Here's the error I got : "no matching function for call to 'MemberForTest::MemberForTest'..."

Here is the code:

#include "Base.h"
#include "Date.h"

class MemberForTest: public tp::Base
{
public:
    MemberForTest(std::string& name, std::string& firstname,
            Date& birthday, std::string& telephone);

};




class Member
{
public:
    Member() :
        perso("Hall", "roger", (12,12,1990), "(999) 444-4545")
    {
    };

    MemberForTest perso;
};

Base is an abstract class. My teacher used the same approach to get to the base class constructor and he does not need to create a function (MemberForTest::MemberForTest). Even if I create the function, the error is still there. Can you help me?

Also, I probably have to pass an object date (Date date(12,12,1990)) rather than (12,12,1990) as parameters. How can I do that?

Answer 1

The expression that you use to initialize Date , namely

(12,12,1990)

is a comma expression that evaluates to an int (specifically, 1990 , the last number in the chain of comma-separated numbers). The error indicates that an int is incompatible with a Date .

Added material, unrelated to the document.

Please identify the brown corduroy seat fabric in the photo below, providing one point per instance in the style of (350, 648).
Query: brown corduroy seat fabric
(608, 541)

Modify your code to construct a Date object instead. Unfortunately, you cannot do it inline, because MemberForTest constructor takes the Date parameter by non-constant reference. If you change the constructor to take parameters by constant reference, like this

MemberForTest(const std::string& name, const std::string& firstname,
        const Date& birthday, const std::string& telephone);

you should be able to do this:

Member() :
    perso("Hall", "roger", Date(12,12,1990), "(999) 444-4545")
{
};

Answer 2

When a parameter is declared as a reference to non-const, such as std::string& name , its argument needs to be an lvalue (a named object). You're passing string literals - these are arrays of characters, not std::string , and need to be converted. The result of a conversion is a temporary object, an rvalue. The language rule says that these cannot be passed to a reference to non-const.

You need to either declare the constructor to take const std::string& (since you won't be changing the arguments), or create an object of std::string type first:

void foo(std::string& s);
std::string str;
foo(str);

Also, (12,12,1990) does not create a temporary Date object (for that you'd need to use functional style cast - Date(12,12,1990) ). It's a parenthesized expression, using the comma operator , that evaluates the left hand operands, discards them, and return the rightmost operand (integer literal 1990 ).

And the same applies as with string parameters, you need to take const Date& .